6. Limit AI Agent Blast Radius
When building systems with AI agents, assume malicious instructions are possible and limit the agent’s “blast radius” by restricting its ability to exfiltrate private data or perform high-damage actions without human approval.
7. Treat AI as an Unreliable Source
For tasks requiring high accuracy, like journalism, treat AI as another unreliable source; double-check all AI-generated details, as models can hallucinate even with search integration.
8. Leverage AI for Research & Learning
Use AI models with search integration for research, asking complex questions and observing how they fire off parallel searches to gather data, but always verify critical information.

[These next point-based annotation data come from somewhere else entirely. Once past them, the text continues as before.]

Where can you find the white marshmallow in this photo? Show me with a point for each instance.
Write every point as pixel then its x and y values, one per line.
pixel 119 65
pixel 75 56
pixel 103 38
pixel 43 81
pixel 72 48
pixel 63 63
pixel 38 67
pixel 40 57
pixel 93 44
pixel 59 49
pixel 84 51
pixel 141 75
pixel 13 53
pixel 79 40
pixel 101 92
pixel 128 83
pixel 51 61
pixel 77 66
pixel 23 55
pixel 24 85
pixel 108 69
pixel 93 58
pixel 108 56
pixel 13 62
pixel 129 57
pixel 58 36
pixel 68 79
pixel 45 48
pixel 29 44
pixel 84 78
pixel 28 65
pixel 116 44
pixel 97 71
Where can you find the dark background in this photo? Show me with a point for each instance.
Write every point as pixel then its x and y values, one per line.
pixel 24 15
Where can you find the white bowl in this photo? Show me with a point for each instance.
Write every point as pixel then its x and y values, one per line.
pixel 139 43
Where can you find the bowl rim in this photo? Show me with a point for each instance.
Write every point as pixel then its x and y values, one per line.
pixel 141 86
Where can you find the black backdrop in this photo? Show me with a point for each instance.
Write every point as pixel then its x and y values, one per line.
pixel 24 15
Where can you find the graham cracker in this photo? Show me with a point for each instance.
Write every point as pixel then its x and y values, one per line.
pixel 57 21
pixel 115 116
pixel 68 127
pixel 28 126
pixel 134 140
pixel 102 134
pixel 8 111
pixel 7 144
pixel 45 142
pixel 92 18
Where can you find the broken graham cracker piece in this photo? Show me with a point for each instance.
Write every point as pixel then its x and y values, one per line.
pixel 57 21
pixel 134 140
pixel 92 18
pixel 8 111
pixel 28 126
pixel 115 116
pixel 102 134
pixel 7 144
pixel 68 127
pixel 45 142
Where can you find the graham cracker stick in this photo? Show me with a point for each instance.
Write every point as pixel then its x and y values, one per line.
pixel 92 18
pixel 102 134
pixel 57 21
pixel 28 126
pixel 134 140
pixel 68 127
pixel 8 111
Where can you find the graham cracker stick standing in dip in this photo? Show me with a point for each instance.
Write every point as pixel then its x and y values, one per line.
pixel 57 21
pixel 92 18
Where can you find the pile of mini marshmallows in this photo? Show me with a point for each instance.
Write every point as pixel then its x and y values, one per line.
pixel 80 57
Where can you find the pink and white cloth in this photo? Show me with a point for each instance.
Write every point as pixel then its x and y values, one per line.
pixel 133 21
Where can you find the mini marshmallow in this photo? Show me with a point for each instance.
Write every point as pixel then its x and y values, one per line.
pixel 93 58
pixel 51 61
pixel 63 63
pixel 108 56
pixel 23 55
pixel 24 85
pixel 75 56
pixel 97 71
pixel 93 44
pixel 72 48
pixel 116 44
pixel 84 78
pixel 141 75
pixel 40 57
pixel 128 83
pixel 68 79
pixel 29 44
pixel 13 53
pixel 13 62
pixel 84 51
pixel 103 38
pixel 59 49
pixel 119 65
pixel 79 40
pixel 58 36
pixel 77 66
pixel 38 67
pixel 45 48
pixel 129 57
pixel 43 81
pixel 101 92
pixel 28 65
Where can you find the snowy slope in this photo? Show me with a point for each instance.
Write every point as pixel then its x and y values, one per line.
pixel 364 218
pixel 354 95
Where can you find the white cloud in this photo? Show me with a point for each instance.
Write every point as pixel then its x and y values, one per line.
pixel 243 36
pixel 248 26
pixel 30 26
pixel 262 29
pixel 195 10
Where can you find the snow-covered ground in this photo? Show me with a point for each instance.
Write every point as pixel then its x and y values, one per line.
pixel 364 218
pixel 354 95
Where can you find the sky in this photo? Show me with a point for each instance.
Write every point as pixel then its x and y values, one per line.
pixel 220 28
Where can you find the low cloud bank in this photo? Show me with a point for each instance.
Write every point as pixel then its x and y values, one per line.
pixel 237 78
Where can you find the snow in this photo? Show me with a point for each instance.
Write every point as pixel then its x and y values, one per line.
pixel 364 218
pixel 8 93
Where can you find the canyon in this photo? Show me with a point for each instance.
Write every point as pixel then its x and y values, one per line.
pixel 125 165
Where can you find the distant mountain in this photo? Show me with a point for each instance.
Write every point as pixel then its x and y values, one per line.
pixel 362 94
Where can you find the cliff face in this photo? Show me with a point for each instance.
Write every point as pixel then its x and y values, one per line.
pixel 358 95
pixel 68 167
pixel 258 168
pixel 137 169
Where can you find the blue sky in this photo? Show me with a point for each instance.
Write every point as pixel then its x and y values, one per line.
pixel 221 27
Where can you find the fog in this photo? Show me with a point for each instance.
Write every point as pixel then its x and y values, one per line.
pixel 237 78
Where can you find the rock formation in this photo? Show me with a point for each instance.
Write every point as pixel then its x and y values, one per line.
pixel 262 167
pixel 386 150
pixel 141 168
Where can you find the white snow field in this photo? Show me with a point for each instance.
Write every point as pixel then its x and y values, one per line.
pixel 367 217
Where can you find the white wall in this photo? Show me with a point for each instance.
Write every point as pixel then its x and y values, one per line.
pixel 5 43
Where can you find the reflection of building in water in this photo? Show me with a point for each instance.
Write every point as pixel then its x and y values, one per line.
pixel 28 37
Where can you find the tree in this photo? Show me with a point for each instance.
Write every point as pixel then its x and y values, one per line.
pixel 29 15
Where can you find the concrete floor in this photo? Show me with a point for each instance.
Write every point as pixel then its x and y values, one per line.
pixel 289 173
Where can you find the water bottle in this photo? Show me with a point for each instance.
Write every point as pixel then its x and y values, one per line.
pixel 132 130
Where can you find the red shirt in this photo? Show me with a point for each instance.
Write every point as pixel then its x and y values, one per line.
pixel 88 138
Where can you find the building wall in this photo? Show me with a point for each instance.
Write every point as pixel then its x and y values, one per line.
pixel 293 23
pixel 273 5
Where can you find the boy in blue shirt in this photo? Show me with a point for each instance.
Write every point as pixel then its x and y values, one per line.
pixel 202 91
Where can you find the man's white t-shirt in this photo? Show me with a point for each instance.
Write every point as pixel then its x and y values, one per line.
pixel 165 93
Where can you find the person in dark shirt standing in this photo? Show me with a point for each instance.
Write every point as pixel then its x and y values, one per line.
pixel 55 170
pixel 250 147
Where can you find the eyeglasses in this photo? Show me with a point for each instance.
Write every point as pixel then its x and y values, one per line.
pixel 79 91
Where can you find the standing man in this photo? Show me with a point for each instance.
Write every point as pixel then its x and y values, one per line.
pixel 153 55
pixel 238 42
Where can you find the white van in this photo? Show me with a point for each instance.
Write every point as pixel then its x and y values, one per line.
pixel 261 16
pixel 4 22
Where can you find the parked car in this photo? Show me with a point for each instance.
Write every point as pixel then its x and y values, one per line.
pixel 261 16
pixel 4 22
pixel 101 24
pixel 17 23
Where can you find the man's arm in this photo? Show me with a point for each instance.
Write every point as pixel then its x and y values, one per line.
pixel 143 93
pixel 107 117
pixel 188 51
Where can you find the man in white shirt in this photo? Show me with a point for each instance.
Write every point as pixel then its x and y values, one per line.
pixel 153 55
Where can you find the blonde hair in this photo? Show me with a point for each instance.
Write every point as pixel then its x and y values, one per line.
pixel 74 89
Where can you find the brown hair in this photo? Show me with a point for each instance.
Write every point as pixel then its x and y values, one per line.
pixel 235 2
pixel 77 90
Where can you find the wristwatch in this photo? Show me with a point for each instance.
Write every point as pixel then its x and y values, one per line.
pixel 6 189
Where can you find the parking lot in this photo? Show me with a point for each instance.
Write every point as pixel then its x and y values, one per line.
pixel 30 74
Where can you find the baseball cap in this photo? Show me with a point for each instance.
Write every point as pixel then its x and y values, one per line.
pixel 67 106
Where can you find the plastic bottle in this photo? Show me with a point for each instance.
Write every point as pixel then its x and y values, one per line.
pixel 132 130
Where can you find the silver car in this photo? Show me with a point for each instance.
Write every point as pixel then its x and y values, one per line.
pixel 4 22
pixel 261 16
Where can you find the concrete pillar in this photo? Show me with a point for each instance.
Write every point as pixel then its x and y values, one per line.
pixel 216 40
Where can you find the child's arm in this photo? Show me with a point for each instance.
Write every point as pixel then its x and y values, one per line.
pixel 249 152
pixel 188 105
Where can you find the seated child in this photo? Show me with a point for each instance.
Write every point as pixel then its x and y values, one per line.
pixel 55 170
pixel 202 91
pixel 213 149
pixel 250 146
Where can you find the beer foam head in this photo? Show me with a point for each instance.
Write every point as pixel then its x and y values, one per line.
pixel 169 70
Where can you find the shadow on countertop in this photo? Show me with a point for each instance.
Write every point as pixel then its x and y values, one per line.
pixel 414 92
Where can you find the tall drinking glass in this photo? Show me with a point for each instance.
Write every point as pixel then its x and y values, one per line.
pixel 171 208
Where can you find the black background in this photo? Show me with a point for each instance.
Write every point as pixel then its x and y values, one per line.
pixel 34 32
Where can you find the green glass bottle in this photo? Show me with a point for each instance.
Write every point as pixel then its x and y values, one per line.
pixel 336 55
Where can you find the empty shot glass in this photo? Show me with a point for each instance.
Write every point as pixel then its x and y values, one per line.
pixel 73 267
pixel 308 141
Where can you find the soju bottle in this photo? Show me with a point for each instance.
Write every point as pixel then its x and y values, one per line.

9. Prioritize Human-in-the-Loop for High Risk
For high-risk AI agent activities, design systems where human approval is required only for critical, high-risk actions, filtering out trivial requests to avoid “click fatigue.”
7 Key Quotes
Today, probably 95% of the code that I produce, I didn't type it myself.
Simon Willison
Using coding agents well is taking every inch of my 25 years of experience as a software engineer.
Simon Willison
I can fire up four agents in parallel and have them work on four different problems, by 11 a.m. I am wiped out.
Simon Willison
The problem is the people in the middle. Like if you're mid career, if you haven't made it to sort of super senior engineer yet, but you're not sort of new either. That's the, that's the group which ThoughtWorks Resolved were probably in the most trouble right now.
Simon Willison
I think agents have no agency at all. Like I would argue that the one thing AI can never have is agency because it doesn't have human motivations.
Simon Willison
I think the biggest opportunity in AI right now, if you can build safe OpenClaw, if you can deploy a version of OpenClaw that does all the things people love about it and won't randomly leak people's data and delete their files, that's a huge opportunity.
Simon Willison
I think something people often miss is that this space is inherently funny. Like it is ridiculous.
Simon Willison
1 Protocols
Red/Green Test-Driven Development with AI Agents
Simon Willison- Instruct the AI agent to write the automated test for the desired functionality.
- Run the test and observe it fail (red), confirming the test is correctly designed to detect the absence of the feature.
- Instruct the AI agent to implement the code necessary to make the test pass.
- Run the test again and observe it pass (green), confirming the functionality is correctly implemented.